Para esos días se había estrenado “El Aura”, una película protagonizada por Ricardo Darín, en la que el actor, contra su costumbre, interpreta a un asesino poco convencional.

El film no conformó al público y provocó sopor colectivo, pero todos los críticos coincidieron en calificarlo como una obra magnífica que hará época, una bisagra en la nueva estética del cine nacional.

Mientras esto sucedía, un grupo de ciudadanos salteños, sin mucho éxito, intentaba entrevistarse con el Primer Mandatario para que se impidiera la venta privada de las tierras públicas donde ellos tradicionalmente realizan sus correrías en busca de tubérculos, frutas, peces, pajaritos y otros productos comestibles que proporciona libremente la Pachamama.

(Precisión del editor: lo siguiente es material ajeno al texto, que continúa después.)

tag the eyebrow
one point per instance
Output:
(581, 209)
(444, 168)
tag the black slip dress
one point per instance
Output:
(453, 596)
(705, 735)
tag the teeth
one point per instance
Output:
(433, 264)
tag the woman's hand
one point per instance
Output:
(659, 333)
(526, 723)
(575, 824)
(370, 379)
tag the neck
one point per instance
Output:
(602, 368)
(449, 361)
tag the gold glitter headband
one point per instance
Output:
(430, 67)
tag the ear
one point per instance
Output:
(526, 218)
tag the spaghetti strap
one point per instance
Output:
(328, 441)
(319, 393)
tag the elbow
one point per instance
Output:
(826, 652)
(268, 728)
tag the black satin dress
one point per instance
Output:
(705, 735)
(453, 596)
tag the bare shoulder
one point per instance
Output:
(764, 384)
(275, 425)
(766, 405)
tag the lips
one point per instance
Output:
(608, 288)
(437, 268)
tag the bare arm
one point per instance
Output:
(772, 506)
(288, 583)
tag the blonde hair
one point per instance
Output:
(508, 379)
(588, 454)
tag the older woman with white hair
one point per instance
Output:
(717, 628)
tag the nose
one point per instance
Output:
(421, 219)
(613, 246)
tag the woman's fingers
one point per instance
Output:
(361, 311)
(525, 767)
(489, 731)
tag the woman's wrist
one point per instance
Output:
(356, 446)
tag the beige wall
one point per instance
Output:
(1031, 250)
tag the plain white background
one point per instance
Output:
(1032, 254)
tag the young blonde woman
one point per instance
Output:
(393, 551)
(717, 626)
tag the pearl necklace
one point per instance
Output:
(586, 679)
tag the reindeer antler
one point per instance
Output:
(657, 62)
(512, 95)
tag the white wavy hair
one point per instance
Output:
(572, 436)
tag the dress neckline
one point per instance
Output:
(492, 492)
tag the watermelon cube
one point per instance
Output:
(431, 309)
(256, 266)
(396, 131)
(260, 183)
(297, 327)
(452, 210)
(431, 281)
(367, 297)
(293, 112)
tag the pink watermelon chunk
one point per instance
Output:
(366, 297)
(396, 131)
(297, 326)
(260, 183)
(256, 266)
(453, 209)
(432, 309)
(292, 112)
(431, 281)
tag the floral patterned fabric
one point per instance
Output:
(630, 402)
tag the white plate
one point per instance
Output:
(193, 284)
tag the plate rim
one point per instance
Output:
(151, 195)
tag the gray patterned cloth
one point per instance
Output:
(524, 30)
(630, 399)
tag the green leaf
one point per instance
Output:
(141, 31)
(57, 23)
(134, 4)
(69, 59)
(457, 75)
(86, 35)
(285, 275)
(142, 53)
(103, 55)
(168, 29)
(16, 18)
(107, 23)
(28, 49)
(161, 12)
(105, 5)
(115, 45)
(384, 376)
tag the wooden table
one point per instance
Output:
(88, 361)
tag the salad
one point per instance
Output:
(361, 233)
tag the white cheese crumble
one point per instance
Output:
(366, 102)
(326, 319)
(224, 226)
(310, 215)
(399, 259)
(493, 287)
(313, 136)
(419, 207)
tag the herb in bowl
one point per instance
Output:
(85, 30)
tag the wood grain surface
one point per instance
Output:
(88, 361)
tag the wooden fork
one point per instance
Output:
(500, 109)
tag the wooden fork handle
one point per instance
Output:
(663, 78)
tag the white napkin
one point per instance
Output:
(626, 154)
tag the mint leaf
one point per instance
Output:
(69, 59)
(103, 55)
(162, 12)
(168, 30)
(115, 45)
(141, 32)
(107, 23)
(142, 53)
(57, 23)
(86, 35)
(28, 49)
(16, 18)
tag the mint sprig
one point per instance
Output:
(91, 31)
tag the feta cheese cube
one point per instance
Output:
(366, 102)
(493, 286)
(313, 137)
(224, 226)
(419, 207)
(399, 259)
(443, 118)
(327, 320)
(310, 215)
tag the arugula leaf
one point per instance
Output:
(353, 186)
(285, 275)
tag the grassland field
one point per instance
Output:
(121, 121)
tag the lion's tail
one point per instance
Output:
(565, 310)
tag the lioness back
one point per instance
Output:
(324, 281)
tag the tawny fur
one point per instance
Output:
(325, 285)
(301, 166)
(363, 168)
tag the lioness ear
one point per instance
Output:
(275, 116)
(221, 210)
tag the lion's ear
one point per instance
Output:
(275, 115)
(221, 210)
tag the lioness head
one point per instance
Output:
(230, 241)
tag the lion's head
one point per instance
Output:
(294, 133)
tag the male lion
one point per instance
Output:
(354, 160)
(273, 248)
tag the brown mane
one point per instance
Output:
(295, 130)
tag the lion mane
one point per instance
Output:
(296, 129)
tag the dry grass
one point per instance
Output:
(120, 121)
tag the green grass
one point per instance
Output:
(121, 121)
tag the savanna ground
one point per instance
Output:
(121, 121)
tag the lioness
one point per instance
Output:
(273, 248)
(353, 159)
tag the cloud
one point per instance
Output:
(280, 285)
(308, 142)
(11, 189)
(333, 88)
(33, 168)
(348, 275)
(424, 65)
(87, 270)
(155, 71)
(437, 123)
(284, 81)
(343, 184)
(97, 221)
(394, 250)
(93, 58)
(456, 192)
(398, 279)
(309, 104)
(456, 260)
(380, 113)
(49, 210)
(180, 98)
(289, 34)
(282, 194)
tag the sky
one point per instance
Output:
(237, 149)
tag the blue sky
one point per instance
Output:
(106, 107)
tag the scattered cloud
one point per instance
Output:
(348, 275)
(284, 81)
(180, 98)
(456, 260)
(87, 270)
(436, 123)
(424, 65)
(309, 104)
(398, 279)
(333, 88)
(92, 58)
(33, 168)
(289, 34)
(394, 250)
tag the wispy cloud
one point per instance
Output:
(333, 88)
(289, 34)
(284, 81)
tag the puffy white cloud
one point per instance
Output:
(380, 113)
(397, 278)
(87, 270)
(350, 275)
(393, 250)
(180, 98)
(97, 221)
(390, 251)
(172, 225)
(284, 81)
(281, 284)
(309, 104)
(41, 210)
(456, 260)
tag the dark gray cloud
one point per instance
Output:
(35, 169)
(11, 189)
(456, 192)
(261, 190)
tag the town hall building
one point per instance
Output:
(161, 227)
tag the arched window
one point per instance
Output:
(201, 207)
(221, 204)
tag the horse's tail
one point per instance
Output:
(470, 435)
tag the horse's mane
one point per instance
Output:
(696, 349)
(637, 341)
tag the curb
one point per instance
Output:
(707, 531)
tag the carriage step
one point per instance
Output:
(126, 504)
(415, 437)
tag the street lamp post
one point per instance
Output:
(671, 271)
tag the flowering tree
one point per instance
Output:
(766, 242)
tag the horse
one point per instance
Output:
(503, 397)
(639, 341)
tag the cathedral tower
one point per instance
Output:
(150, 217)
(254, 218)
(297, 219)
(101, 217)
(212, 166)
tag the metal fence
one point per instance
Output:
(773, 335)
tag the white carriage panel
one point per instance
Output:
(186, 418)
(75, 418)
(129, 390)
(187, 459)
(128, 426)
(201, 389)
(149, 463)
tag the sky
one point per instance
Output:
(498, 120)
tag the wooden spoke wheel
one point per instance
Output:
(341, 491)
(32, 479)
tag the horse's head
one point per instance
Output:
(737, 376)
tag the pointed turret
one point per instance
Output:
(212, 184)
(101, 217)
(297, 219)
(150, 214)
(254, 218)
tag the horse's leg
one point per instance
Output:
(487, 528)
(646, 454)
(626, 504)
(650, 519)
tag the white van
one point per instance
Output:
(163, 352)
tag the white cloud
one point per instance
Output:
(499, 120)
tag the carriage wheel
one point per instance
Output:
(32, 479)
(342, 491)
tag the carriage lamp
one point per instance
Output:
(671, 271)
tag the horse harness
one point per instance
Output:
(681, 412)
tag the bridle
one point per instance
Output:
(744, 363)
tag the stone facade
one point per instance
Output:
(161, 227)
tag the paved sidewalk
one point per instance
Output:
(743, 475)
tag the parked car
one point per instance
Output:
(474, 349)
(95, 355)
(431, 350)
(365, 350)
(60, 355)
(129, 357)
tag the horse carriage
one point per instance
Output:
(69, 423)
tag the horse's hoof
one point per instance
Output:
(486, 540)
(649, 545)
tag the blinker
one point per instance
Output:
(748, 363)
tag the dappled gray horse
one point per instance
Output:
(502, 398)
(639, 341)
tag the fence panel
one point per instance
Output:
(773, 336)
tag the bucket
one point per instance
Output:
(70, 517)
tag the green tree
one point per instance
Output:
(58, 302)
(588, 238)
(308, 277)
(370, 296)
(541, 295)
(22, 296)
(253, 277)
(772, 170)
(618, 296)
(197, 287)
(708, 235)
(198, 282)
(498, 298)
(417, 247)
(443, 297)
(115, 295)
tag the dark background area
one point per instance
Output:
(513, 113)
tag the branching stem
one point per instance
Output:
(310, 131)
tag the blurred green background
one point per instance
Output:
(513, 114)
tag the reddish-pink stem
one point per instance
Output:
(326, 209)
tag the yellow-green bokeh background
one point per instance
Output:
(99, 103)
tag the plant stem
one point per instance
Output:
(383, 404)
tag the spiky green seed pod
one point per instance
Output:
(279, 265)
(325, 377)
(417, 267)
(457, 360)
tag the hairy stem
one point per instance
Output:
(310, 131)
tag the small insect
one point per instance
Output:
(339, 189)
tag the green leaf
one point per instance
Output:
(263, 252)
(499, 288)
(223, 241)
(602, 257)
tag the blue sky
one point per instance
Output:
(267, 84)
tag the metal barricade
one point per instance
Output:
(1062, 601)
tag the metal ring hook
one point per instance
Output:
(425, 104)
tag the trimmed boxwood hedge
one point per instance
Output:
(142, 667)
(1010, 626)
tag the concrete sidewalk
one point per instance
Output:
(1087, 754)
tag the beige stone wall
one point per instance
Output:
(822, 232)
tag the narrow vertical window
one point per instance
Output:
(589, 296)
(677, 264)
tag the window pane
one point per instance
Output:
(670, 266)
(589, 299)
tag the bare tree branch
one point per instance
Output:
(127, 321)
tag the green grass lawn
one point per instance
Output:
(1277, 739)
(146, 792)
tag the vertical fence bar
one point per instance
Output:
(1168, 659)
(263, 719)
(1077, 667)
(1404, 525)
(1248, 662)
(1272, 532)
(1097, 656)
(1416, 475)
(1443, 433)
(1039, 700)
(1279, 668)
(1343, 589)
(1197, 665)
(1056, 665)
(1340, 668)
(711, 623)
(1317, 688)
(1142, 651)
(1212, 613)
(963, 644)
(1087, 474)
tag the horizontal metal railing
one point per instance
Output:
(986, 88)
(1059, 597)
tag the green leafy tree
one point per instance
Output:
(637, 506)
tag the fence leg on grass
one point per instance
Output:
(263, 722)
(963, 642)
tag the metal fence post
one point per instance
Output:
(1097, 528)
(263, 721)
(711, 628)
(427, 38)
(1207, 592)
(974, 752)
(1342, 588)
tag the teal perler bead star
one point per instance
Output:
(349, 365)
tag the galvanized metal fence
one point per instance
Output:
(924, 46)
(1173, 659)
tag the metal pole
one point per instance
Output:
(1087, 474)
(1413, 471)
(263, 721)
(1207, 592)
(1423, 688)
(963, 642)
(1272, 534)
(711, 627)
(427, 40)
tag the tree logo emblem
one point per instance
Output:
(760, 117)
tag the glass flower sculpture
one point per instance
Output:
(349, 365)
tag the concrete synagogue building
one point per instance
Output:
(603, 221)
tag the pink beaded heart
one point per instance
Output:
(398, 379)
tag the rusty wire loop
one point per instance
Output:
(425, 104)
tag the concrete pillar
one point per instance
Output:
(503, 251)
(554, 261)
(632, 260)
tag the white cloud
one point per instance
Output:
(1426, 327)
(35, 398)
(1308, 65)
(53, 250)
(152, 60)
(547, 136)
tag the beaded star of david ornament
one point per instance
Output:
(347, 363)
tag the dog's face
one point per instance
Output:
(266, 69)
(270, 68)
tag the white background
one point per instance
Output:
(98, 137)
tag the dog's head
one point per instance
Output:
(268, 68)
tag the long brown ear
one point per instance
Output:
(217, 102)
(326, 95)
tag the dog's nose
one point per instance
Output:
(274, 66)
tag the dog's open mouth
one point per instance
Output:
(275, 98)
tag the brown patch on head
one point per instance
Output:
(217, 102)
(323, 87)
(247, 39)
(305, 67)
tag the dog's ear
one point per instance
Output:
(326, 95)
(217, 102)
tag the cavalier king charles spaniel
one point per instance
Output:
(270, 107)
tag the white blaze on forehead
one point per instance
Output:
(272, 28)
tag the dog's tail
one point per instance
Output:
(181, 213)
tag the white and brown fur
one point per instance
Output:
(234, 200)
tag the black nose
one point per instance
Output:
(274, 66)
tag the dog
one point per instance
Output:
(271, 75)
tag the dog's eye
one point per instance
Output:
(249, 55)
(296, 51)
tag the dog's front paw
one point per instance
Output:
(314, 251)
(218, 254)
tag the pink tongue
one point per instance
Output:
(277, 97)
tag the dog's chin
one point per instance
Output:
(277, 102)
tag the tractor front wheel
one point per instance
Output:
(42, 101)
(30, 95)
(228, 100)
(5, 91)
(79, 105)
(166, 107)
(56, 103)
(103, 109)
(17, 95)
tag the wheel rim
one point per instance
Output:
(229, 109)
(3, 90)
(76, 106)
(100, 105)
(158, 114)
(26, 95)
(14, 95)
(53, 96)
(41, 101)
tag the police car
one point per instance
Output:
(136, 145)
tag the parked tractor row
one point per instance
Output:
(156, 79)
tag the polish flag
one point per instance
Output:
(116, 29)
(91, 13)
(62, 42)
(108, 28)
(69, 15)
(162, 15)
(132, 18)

Eran wichís naturales del departamento de Anta, una zona boscosa ubicada al este de la capital salteña y lindante con las provincias de Santiago del Estero y Chaco, por donde hace mucho tiempo pasaba un tren del extinguido F.C. Belgrano. En los bosques abundan antas (tapires, y de allí el nombre), corzuelas, jaguares y otras especies muy codiciadas por los cazadores.

La Reserva Pizarro donde sobreviven los wichís, había sido loteada por el gobernador Romero para su posterior remate sin base, con fines deportivos y para sus amigos.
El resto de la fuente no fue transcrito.